Check current location, assign appropriate and add data
setwd("C:/1rdata")
getwd()
## [1] "C:/1rdata"
popinf <- read.table("popinf.txt", header = TRUE)
Inspect head & class; Dataset has 2 columns: pop & infection; Class is dataframe;
head(popinf)
class(popinf)
## [1] "data.frame"
Define a variable ‘lm1’ as a linear regression model (LRM) with one dependent variables ‘infections’ and one independent variable ‘pop’. ‘lm1’ - name new variable, which will save result of LRM lm() - LRM function popinf\(infections - dependent variable, to take all rows from column popinf\)pop - independent variable, to take all rows from column
Output explanation see below (rows #52-53)
lm1<-lm(popinf$infections~popinf$pop)
lm1
##
## Call:
## lm(formula = popinf$infections ~ popinf$pop)
##
## Coefficients:
## (Intercept) popinf$pop
## 6.275e+02 3.601e-03
Returns summary of the ‘lm1’ (2 variable LRM)
summary(lm1)
##
## Call:
## lm(formula = popinf$infections ~ popinf$pop)
##
## Residuals:
## Min 1Q Median 3Q Max
## -1242.9 -635.5 -537.3 -367.5 6085.0
##
## Coefficients:
## Estimate Std. Error t value Pr(>|t|)
## (Intercept) 6.275e+02 3.126e+02 2.007 0.054826 .
## popinf$pop 3.601e-03 9.668e-04 3.725 0.000912 ***
## ---
## Signif. codes: 0 '***' 0.001 '**' 0.01 '*' 0.05 '.' 0.1 ' ' 1
##
## Residual standard error: 1528 on 27 degrees of freedom
## Multiple R-squared: 0.3394, Adjusted R-squared: 0.315
## F-statistic: 13.87 on 1 and 27 DF, p-value: 0.0009122
The null hypothesis was that number of infections isn’t influenced by number of population. Null hypothesis was rejected.
Run function returning the different attributes available for LRM.
attributes(lm1)
## $names
## [1] "coefficients" "residuals" "effects" "rank"
## [5] "fitted.values" "assign" "qr" "df.residual"
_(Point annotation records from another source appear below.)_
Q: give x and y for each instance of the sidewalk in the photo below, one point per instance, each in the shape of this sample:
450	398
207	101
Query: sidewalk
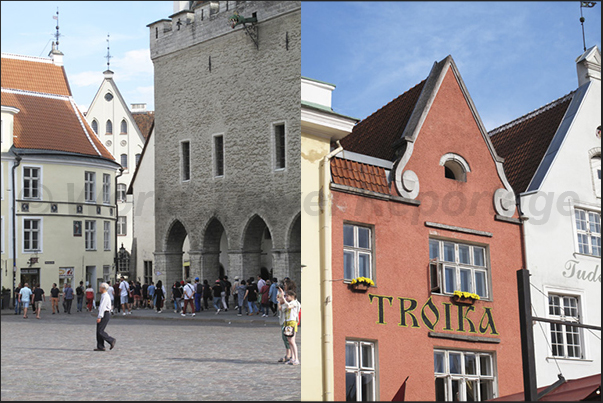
228	317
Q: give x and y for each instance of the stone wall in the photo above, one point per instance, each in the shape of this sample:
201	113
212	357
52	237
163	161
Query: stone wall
214	83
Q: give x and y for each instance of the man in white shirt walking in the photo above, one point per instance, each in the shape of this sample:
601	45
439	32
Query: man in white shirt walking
104	314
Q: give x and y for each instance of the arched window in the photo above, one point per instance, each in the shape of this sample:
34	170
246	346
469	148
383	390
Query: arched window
455	167
595	165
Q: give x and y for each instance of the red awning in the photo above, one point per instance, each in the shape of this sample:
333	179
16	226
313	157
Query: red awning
581	389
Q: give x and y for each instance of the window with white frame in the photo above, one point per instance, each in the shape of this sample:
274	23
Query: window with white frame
90	234
360	372
185	155
463	375
566	340
32	235
280	149
357	252
106	188
31	182
89	186
122	225
107	235
588	228
458	267
595	165
121	192
219	155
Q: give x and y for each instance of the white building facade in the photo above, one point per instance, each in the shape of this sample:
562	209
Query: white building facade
562	233
116	127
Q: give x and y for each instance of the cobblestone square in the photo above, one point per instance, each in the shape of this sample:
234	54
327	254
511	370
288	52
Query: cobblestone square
157	357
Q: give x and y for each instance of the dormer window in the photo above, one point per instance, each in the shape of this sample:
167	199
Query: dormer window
455	167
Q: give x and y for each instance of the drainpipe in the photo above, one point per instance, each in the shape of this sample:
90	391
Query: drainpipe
14	226
326	288
121	172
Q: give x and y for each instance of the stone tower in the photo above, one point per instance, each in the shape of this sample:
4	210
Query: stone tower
227	122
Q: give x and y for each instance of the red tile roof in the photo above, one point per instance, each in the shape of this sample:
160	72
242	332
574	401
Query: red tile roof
34	74
48	119
523	142
375	136
359	175
144	121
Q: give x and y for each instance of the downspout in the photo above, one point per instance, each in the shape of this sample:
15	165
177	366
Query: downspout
14	226
326	288
121	172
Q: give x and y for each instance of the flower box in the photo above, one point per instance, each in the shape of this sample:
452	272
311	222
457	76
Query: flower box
359	287
464	298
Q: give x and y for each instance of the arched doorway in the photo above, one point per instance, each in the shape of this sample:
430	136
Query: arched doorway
215	251
257	248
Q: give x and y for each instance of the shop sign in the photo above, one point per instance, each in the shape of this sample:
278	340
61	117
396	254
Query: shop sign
571	270
465	319
66	272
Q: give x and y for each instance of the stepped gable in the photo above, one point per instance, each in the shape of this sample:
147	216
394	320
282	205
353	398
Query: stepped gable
376	135
523	142
359	175
48	118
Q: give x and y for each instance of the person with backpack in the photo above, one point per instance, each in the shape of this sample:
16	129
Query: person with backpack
79	292
198	294
189	297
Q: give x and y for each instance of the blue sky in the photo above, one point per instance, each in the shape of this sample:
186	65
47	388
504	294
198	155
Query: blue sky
513	56
28	29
## [9] "xlevels" "call" "terms" "model"
##
## $class
## [1] "lm"
Determine the values of the coefficients for LRM ‘lm1’
lm1$coefficients
## (Intercept) popinf$pop
## 6.275345e+02 3.601114e-03
intercept = 6.27 means that at population = 0 there will 6.27 infections popinf$pop = 3.6 means that for each 1000 people of population it will be 3.6 additional infections
Add new data
moreinfections <- read.table("infections1.txt",header=TRUE)
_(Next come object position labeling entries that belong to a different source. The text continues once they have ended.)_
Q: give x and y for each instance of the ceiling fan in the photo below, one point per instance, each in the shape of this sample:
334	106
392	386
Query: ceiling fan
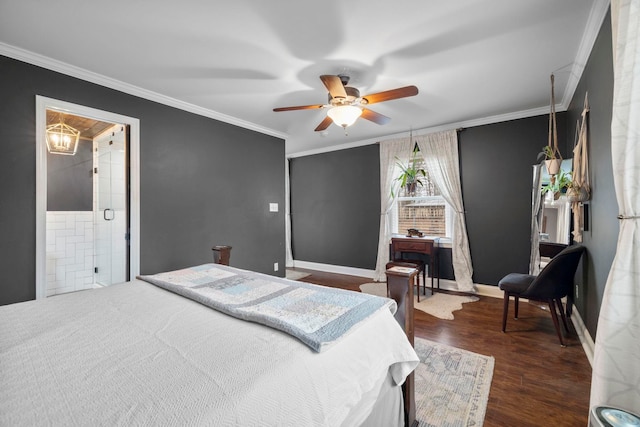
346	105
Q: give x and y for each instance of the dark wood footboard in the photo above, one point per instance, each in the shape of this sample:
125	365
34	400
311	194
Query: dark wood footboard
400	280
221	254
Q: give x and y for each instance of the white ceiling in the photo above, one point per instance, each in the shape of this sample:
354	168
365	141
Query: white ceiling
473	61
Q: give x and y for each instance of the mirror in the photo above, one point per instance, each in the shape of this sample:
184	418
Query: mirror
555	220
550	216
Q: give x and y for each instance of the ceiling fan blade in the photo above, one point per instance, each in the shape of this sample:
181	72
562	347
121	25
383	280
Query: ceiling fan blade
375	117
388	95
334	86
300	107
324	124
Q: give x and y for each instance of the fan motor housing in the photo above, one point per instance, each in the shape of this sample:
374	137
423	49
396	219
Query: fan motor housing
352	95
Inspect headers. 3 columns: ‘infections’, ‘ufo2010’, ‘pop’
head(moreinfections)
Define a new variable that stores the linear regression model describing the number of infections as a function of ufo and pop. Display the summary.
lm2<-lm(moreinfections$infections~moreinfections$ufo2010+moreinfections$pop)
summary(lm2)
##
## Call:
## lm(formula = moreinfections$infections ~ moreinfections$ufo2010 +
## moreinfections$pop)
##
## Residuals:
## Min 1Q Median 3Q Max
## -1210.1 -595.9 -510.3 -192.3 6100.0
##
## Coefficients:
## Estimate Std. Error t value Pr(>|t|)
## (Intercept) 6.187e+02 3.129e+02 1.977 0.0587 .
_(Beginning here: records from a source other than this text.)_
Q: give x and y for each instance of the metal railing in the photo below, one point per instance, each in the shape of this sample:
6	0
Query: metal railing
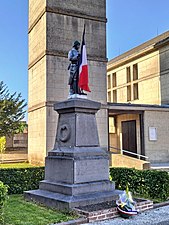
139	156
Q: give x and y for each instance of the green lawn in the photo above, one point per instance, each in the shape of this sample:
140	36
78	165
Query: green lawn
20	212
16	165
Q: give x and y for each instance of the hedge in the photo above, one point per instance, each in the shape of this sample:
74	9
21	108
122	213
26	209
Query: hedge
21	179
3	198
149	183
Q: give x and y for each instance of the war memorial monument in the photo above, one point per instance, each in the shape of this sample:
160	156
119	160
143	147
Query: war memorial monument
76	168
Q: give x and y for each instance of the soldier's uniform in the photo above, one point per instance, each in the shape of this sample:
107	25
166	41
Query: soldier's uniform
74	56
## moreinfections$ufo2010 2.235e+01 2.267e+01 0.986 0.3332
## moreinfections$pop 9.281e-04 2.878e-03 0.322 0.7497
## ---
## Signif. codes: 0 '***' 0.001 '**' 0.01 '*' 0.05 '.' 0.1 ' ' 1
##
## Residual standard error: 1528 on 26 degrees of freedom
## Multiple R-squared: 0.3632, Adjusted R-squared: 0.3143
## F-statistic: 7.416 on 2 and 26 DF, p-value: 0.002829
Both model parameters aren’t significant. Null hypotheses is confirmed (both parameters have no influence on final outcome).